26 August 2016

NIST on Deidentification

The draft NIST Special Publication 800-188 De-Identifying Government Datasets [PDF] by Simson L. Garfinkel comments
De-identification removes identifying information from a dataset so that the remaining data cannot be linked with specific individuals. Government agencies can use de-identification to reduce the privacy risk associated with collecting, processing, archiving, distributing or publishing government data. Previously NIST published NISTIR 8053, “De-Identifying Personal Data,” which provided a survey of de-identification and re-identification techniques. This document provides specific guidance to government agencies that wish to use de-identification. Before using de-identification, agencies should evaluate their goals in using de-identification and the potential risks that de-identification might create. Agencies should decide upon a de-identification release model, such as publishing de-identified data, publishing synthetic data based on identified data, and providing a query interface to identified data that incorporates de-identification. Agencies can use a Disclosure Review Board to oversee the process of de-identification; they can also adopt a de-identification standard with measurable performance levels. Several specific techniques for de-identification are available, including de-identification by removing identifiers and transforming quasi-identifiers and the use of formal de-identification models that rely upon Differential Privacy. De-identification is typically performed with software tools which may h ave multiple features; however, not all tools that mask personal information provide sufficient functionality for performing de-identification. This document also includes an extensive list of references, a glossary, and a list of specific de-identification tools, although the mention of these tools is only to be used to convey the range of tools currently available, and is not intended to imply recommendation or endorsement by NIST.
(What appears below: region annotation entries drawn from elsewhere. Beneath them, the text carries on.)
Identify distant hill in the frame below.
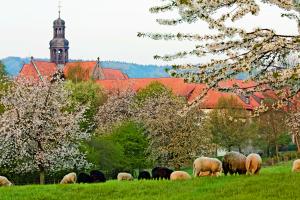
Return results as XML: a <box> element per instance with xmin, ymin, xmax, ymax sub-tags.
<box><xmin>1</xmin><ymin>57</ymin><xmax>249</xmax><ymax>80</ymax></box>
<box><xmin>1</xmin><ymin>57</ymin><xmax>170</xmax><ymax>78</ymax></box>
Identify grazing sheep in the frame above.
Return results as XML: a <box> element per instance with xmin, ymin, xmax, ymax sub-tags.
<box><xmin>152</xmin><ymin>167</ymin><xmax>173</xmax><ymax>180</ymax></box>
<box><xmin>199</xmin><ymin>171</ymin><xmax>221</xmax><ymax>177</ymax></box>
<box><xmin>60</xmin><ymin>172</ymin><xmax>77</xmax><ymax>184</ymax></box>
<box><xmin>170</xmin><ymin>171</ymin><xmax>192</xmax><ymax>181</ymax></box>
<box><xmin>90</xmin><ymin>170</ymin><xmax>106</xmax><ymax>183</ymax></box>
<box><xmin>117</xmin><ymin>172</ymin><xmax>133</xmax><ymax>181</ymax></box>
<box><xmin>222</xmin><ymin>151</ymin><xmax>247</xmax><ymax>176</ymax></box>
<box><xmin>246</xmin><ymin>153</ymin><xmax>262</xmax><ymax>174</ymax></box>
<box><xmin>0</xmin><ymin>176</ymin><xmax>12</xmax><ymax>187</ymax></box>
<box><xmin>138</xmin><ymin>171</ymin><xmax>151</xmax><ymax>180</ymax></box>
<box><xmin>77</xmin><ymin>173</ymin><xmax>93</xmax><ymax>183</ymax></box>
<box><xmin>193</xmin><ymin>157</ymin><xmax>222</xmax><ymax>177</ymax></box>
<box><xmin>292</xmin><ymin>159</ymin><xmax>300</xmax><ymax>172</ymax></box>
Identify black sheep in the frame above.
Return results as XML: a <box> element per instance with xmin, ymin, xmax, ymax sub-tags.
<box><xmin>77</xmin><ymin>173</ymin><xmax>92</xmax><ymax>183</ymax></box>
<box><xmin>138</xmin><ymin>171</ymin><xmax>151</xmax><ymax>180</ymax></box>
<box><xmin>152</xmin><ymin>167</ymin><xmax>173</xmax><ymax>179</ymax></box>
<box><xmin>222</xmin><ymin>151</ymin><xmax>247</xmax><ymax>176</ymax></box>
<box><xmin>90</xmin><ymin>170</ymin><xmax>106</xmax><ymax>183</ymax></box>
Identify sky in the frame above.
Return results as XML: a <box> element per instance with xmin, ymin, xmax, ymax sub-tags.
<box><xmin>0</xmin><ymin>0</ymin><xmax>298</xmax><ymax>64</ymax></box>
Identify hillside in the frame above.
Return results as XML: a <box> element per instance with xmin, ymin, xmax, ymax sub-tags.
<box><xmin>1</xmin><ymin>57</ymin><xmax>169</xmax><ymax>78</ymax></box>
<box><xmin>0</xmin><ymin>163</ymin><xmax>300</xmax><ymax>200</ymax></box>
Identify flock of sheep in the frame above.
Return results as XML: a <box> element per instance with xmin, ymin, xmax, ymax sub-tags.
<box><xmin>0</xmin><ymin>151</ymin><xmax>300</xmax><ymax>186</ymax></box>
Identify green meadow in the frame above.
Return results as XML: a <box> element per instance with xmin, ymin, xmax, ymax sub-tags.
<box><xmin>0</xmin><ymin>163</ymin><xmax>300</xmax><ymax>200</ymax></box>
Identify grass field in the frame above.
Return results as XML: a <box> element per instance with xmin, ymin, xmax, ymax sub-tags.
<box><xmin>0</xmin><ymin>163</ymin><xmax>300</xmax><ymax>200</ymax></box>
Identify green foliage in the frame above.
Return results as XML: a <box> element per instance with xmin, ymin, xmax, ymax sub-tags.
<box><xmin>84</xmin><ymin>136</ymin><xmax>125</xmax><ymax>171</ymax></box>
<box><xmin>0</xmin><ymin>163</ymin><xmax>300</xmax><ymax>200</ymax></box>
<box><xmin>253</xmin><ymin>104</ymin><xmax>291</xmax><ymax>157</ymax></box>
<box><xmin>207</xmin><ymin>97</ymin><xmax>256</xmax><ymax>150</ymax></box>
<box><xmin>0</xmin><ymin>61</ymin><xmax>8</xmax><ymax>114</ymax></box>
<box><xmin>110</xmin><ymin>121</ymin><xmax>148</xmax><ymax>169</ymax></box>
<box><xmin>135</xmin><ymin>81</ymin><xmax>173</xmax><ymax>103</ymax></box>
<box><xmin>66</xmin><ymin>81</ymin><xmax>106</xmax><ymax>131</ymax></box>
<box><xmin>84</xmin><ymin>122</ymin><xmax>148</xmax><ymax>171</ymax></box>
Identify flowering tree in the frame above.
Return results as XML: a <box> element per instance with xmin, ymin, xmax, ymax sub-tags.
<box><xmin>138</xmin><ymin>0</ymin><xmax>300</xmax><ymax>109</ymax></box>
<box><xmin>97</xmin><ymin>83</ymin><xmax>213</xmax><ymax>168</ymax></box>
<box><xmin>135</xmin><ymin>83</ymin><xmax>214</xmax><ymax>170</ymax></box>
<box><xmin>0</xmin><ymin>80</ymin><xmax>89</xmax><ymax>184</ymax></box>
<box><xmin>287</xmin><ymin>110</ymin><xmax>300</xmax><ymax>152</ymax></box>
<box><xmin>207</xmin><ymin>97</ymin><xmax>255</xmax><ymax>152</ymax></box>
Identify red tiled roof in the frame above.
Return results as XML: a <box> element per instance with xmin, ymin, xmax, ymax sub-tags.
<box><xmin>19</xmin><ymin>61</ymin><xmax>128</xmax><ymax>80</ymax></box>
<box><xmin>19</xmin><ymin>61</ymin><xmax>57</xmax><ymax>80</ymax></box>
<box><xmin>97</xmin><ymin>78</ymin><xmax>273</xmax><ymax>110</ymax></box>
<box><xmin>97</xmin><ymin>78</ymin><xmax>194</xmax><ymax>96</ymax></box>
<box><xmin>103</xmin><ymin>68</ymin><xmax>128</xmax><ymax>80</ymax></box>
<box><xmin>63</xmin><ymin>61</ymin><xmax>97</xmax><ymax>80</ymax></box>
<box><xmin>64</xmin><ymin>61</ymin><xmax>128</xmax><ymax>80</ymax></box>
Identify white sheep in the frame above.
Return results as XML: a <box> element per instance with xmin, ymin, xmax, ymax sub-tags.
<box><xmin>0</xmin><ymin>176</ymin><xmax>12</xmax><ymax>187</ymax></box>
<box><xmin>193</xmin><ymin>157</ymin><xmax>222</xmax><ymax>177</ymax></box>
<box><xmin>60</xmin><ymin>172</ymin><xmax>77</xmax><ymax>184</ymax></box>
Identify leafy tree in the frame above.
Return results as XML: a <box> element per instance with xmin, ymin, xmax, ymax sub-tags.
<box><xmin>83</xmin><ymin>135</ymin><xmax>126</xmax><ymax>171</ymax></box>
<box><xmin>256</xmin><ymin>99</ymin><xmax>288</xmax><ymax>159</ymax></box>
<box><xmin>86</xmin><ymin>121</ymin><xmax>148</xmax><ymax>171</ymax></box>
<box><xmin>67</xmin><ymin>80</ymin><xmax>106</xmax><ymax>132</ymax></box>
<box><xmin>0</xmin><ymin>61</ymin><xmax>7</xmax><ymax>80</ymax></box>
<box><xmin>207</xmin><ymin>97</ymin><xmax>255</xmax><ymax>151</ymax></box>
<box><xmin>110</xmin><ymin>121</ymin><xmax>149</xmax><ymax>169</ymax></box>
<box><xmin>138</xmin><ymin>0</ymin><xmax>300</xmax><ymax>108</ymax></box>
<box><xmin>0</xmin><ymin>61</ymin><xmax>8</xmax><ymax>114</ymax></box>
<box><xmin>286</xmin><ymin>110</ymin><xmax>300</xmax><ymax>152</ymax></box>
<box><xmin>0</xmin><ymin>81</ymin><xmax>90</xmax><ymax>184</ymax></box>
<box><xmin>97</xmin><ymin>83</ymin><xmax>212</xmax><ymax>169</ymax></box>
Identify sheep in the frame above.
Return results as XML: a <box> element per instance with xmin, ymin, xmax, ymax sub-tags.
<box><xmin>60</xmin><ymin>172</ymin><xmax>77</xmax><ymax>184</ymax></box>
<box><xmin>90</xmin><ymin>170</ymin><xmax>106</xmax><ymax>183</ymax></box>
<box><xmin>77</xmin><ymin>173</ymin><xmax>93</xmax><ymax>183</ymax></box>
<box><xmin>117</xmin><ymin>172</ymin><xmax>133</xmax><ymax>181</ymax></box>
<box><xmin>170</xmin><ymin>171</ymin><xmax>192</xmax><ymax>181</ymax></box>
<box><xmin>246</xmin><ymin>153</ymin><xmax>262</xmax><ymax>174</ymax></box>
<box><xmin>138</xmin><ymin>171</ymin><xmax>151</xmax><ymax>180</ymax></box>
<box><xmin>193</xmin><ymin>157</ymin><xmax>222</xmax><ymax>177</ymax></box>
<box><xmin>152</xmin><ymin>167</ymin><xmax>173</xmax><ymax>180</ymax></box>
<box><xmin>0</xmin><ymin>176</ymin><xmax>13</xmax><ymax>187</ymax></box>
<box><xmin>292</xmin><ymin>159</ymin><xmax>300</xmax><ymax>172</ymax></box>
<box><xmin>222</xmin><ymin>151</ymin><xmax>247</xmax><ymax>176</ymax></box>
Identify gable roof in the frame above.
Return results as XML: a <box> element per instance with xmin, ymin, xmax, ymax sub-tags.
<box><xmin>19</xmin><ymin>60</ymin><xmax>57</xmax><ymax>80</ymax></box>
<box><xmin>97</xmin><ymin>78</ymin><xmax>275</xmax><ymax>110</ymax></box>
<box><xmin>64</xmin><ymin>61</ymin><xmax>128</xmax><ymax>80</ymax></box>
<box><xmin>19</xmin><ymin>59</ymin><xmax>128</xmax><ymax>80</ymax></box>
<box><xmin>102</xmin><ymin>68</ymin><xmax>128</xmax><ymax>80</ymax></box>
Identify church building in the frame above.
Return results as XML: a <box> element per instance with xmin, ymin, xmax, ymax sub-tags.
<box><xmin>19</xmin><ymin>11</ymin><xmax>274</xmax><ymax>110</ymax></box>
<box><xmin>19</xmin><ymin>11</ymin><xmax>128</xmax><ymax>81</ymax></box>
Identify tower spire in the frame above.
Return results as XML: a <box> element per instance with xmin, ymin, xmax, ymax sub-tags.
<box><xmin>58</xmin><ymin>1</ymin><xmax>62</xmax><ymax>18</ymax></box>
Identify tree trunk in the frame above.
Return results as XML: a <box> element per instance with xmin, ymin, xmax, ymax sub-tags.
<box><xmin>174</xmin><ymin>164</ymin><xmax>180</xmax><ymax>171</ymax></box>
<box><xmin>275</xmin><ymin>144</ymin><xmax>280</xmax><ymax>162</ymax></box>
<box><xmin>39</xmin><ymin>165</ymin><xmax>45</xmax><ymax>185</ymax></box>
<box><xmin>294</xmin><ymin>135</ymin><xmax>300</xmax><ymax>153</ymax></box>
<box><xmin>239</xmin><ymin>146</ymin><xmax>242</xmax><ymax>153</ymax></box>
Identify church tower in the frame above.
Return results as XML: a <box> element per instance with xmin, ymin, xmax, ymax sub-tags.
<box><xmin>50</xmin><ymin>10</ymin><xmax>69</xmax><ymax>66</ymax></box>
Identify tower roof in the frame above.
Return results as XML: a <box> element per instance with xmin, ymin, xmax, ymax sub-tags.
<box><xmin>53</xmin><ymin>17</ymin><xmax>65</xmax><ymax>26</ymax></box>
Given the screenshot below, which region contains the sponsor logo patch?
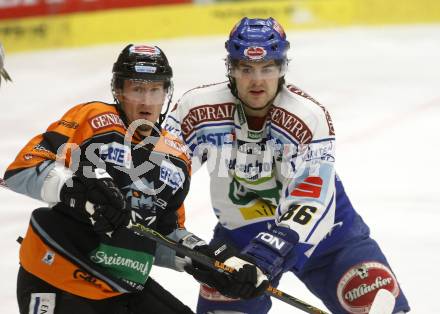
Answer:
[271,107,313,144]
[159,160,185,191]
[130,45,160,56]
[290,177,323,198]
[181,103,235,138]
[29,293,56,314]
[287,85,335,135]
[200,284,238,302]
[337,261,399,314]
[58,120,79,129]
[134,65,157,73]
[244,47,267,60]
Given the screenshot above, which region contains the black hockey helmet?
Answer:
[111,44,173,124]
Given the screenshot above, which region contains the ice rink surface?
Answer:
[0,25,440,314]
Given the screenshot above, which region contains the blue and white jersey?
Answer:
[165,82,356,269]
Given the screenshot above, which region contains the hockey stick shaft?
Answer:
[128,224,328,314]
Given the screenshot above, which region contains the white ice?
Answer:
[0,25,440,314]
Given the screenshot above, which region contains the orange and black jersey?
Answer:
[5,102,190,299]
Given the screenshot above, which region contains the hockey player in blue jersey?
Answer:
[0,43,12,85]
[165,18,410,314]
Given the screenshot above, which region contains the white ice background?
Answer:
[0,25,440,314]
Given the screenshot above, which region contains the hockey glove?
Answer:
[185,238,269,299]
[242,226,299,280]
[60,162,130,233]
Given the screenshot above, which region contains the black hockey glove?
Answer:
[185,240,269,299]
[60,162,130,233]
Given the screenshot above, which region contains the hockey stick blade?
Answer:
[0,182,330,314]
[128,224,328,314]
[369,289,396,314]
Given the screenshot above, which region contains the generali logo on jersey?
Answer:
[337,262,399,314]
[182,103,235,138]
[271,107,313,144]
[89,112,125,130]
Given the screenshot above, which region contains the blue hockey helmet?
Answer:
[225,17,290,63]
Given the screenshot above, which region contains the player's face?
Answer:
[120,80,166,136]
[231,60,280,112]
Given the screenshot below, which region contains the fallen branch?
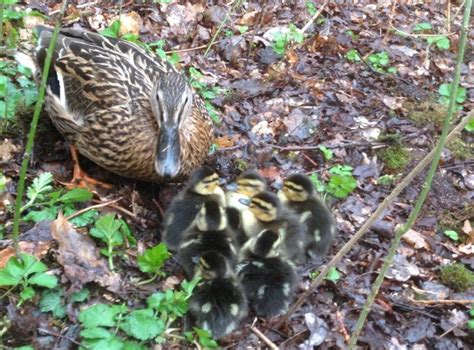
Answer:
[277,111,474,328]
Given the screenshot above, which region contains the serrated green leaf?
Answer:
[60,188,93,203]
[137,243,171,273]
[28,273,58,289]
[79,304,122,328]
[80,327,114,339]
[71,288,91,303]
[120,309,166,340]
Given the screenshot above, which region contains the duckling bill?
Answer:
[162,166,225,251]
[278,174,336,258]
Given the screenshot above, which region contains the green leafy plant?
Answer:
[326,165,357,198]
[0,253,58,306]
[438,83,467,110]
[20,173,94,227]
[0,61,38,131]
[272,23,304,56]
[345,49,362,62]
[444,230,459,242]
[426,35,451,50]
[137,243,171,284]
[89,214,130,271]
[79,279,201,349]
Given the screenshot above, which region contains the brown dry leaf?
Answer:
[51,214,122,293]
[215,135,239,148]
[402,230,430,250]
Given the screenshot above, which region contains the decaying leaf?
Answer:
[51,214,122,292]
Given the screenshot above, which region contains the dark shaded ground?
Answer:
[1,1,474,349]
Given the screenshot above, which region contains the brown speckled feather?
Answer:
[36,28,214,181]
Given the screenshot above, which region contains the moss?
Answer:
[446,138,474,160]
[441,264,474,292]
[377,145,411,171]
[403,99,448,127]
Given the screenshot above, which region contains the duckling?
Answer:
[226,170,267,245]
[186,251,247,339]
[237,230,297,317]
[178,199,237,278]
[162,166,225,251]
[243,191,305,261]
[278,174,336,258]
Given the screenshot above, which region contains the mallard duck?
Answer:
[278,174,336,258]
[34,26,213,182]
[237,230,297,317]
[178,199,238,278]
[186,251,247,339]
[162,166,225,251]
[226,170,267,245]
[243,191,305,262]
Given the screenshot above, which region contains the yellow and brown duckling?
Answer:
[186,251,247,339]
[178,199,238,278]
[237,230,297,317]
[29,26,214,182]
[242,191,305,261]
[278,174,336,258]
[226,170,268,245]
[162,166,225,251]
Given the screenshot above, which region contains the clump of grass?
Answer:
[377,144,411,171]
[441,264,474,292]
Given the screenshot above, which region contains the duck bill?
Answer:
[155,126,181,179]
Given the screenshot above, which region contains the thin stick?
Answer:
[250,326,278,350]
[66,197,122,220]
[409,299,474,305]
[12,0,67,252]
[276,111,474,328]
[300,0,329,34]
[349,0,472,349]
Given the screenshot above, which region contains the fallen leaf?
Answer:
[402,229,430,250]
[51,214,122,293]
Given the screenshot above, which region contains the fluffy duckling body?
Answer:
[242,191,305,261]
[226,170,267,245]
[237,230,297,317]
[162,166,225,251]
[278,174,336,258]
[178,200,237,278]
[186,251,247,339]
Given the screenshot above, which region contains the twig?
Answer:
[349,0,472,349]
[409,299,474,305]
[250,325,278,350]
[276,111,474,328]
[12,0,67,252]
[92,199,137,219]
[66,197,122,221]
[38,328,82,346]
[300,0,329,34]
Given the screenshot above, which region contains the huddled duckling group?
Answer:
[162,166,336,339]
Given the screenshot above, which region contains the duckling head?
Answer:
[150,73,193,179]
[196,250,229,280]
[279,174,314,202]
[188,166,219,196]
[249,191,282,222]
[250,230,281,258]
[196,199,227,231]
[236,170,267,197]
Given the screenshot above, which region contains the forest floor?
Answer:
[0,0,474,349]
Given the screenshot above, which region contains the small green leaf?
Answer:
[325,267,341,282]
[28,273,58,289]
[444,230,459,241]
[120,309,166,340]
[137,243,171,273]
[71,288,91,303]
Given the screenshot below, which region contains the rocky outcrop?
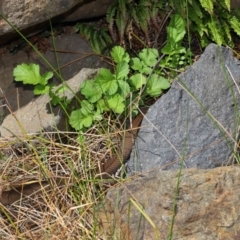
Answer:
[0,34,106,137]
[129,44,240,172]
[99,167,240,240]
[0,69,98,138]
[0,0,112,44]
The document goes on to state
The US Government collects, maintains, and uses many kinds of datasets. Every federal agency creates and maintains internal datasets that are vital for fulfilling its mission, such as delivering services to taxpayers or ensuring regulatory compliance. Federal agencies can use de-identification to make government datasets available while protecting the privacy of the individuals whose data are contained within those datasets.
Increasingly these government datasets are being made available to the public. For the datasets that contain personal information, agencies generally first remove that personal information from the dataset prior to making the datasets publicly available. De-identification is a term used within the US Government to describe the removal of personal information from data that are collected, used, archived, and shared. De-identification is not a single technique, but a collection of approaches, algorithms, and tools that can be applied to different kinds of data with differing levels of effectiveness. In general, the potential risk to privacy posed by a dataset’s release decreases as more aggressive de-identification techniques are employed, but data quality decreases as well.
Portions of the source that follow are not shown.